Salsa 7
.
Hari ini aku dan teman-teman diizinkan pulang lebih awal karena hari gajian, dan langsung digantikan dengan shif lain.
Teman-teman mengajakku nongkrong di sebuah cafe, menikmati hasil kerja keras kata mereka. Biar gak kerja melulu, ngabisin duit sesekali. Padahal kami cuma ngopi dan makan beberapa makanan yang disediakan di cafe.
"Jangan asik kerja aja kita ya. Nyantai sesekali biar kek orang-orang kaya," kata salah satu temanku yang memang terkenal heboh.

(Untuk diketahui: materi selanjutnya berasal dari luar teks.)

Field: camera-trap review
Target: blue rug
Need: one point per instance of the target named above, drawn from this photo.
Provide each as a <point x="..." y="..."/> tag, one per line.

Ada empat orang kami di sini, semuanya perempuan. Kami masuk kerja di supermarket pada waktu yang berbeda, Alina yang paling lama bekerja di sana. Aku masih ingat saat dulu ia yang megulurkan tangan untuk berkenalan denganku. Ia yang mengajarkanku ini itu tentang cara bekerja di sana.
Nasib kami hampir sama. Sama-sama pejuang rupiah, banting tulang demi sebuah kehidupan yang lebih layak.

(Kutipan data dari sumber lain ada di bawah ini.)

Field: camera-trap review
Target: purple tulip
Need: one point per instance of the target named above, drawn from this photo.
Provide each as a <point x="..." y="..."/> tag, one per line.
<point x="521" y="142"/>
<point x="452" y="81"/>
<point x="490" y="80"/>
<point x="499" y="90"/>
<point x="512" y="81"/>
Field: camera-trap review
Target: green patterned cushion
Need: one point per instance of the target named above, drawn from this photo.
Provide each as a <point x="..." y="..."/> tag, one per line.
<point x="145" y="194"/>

"Elah ngomongin kaya, berkecukupan aja gue udah syukur banget," celutuk salah satu yang lainnya lagi.
"Iya," sahutku membenarkan.
Kaya dengan berkecukupan memang beda kan. Ada orang yang kaya, tapi tidak pernah merasa cukup. Ada pula orang yang sederhana, tapi ia merasa cukup karena rasa syukur.
"Kapan nih kita liburan rame-rame gitu, keknya seru deh."
"Lu yang minta cuti ya ke bos. Cutinya rame-rame sekalian biar sekalian dipecat!" gelak Alina seraya menggeleng.
Semua ikut tertawa atas usulan salah satu teman yang tak masuk akal itu. Mana bisa sekali cuti rame-rame, siapa yang akan ngurusin supermarket yang lumayan besar itu.
"Eh, Sa, itu kan …," ucapan Alina menggantung seolah takut untuk melanjutkan kalimatnya.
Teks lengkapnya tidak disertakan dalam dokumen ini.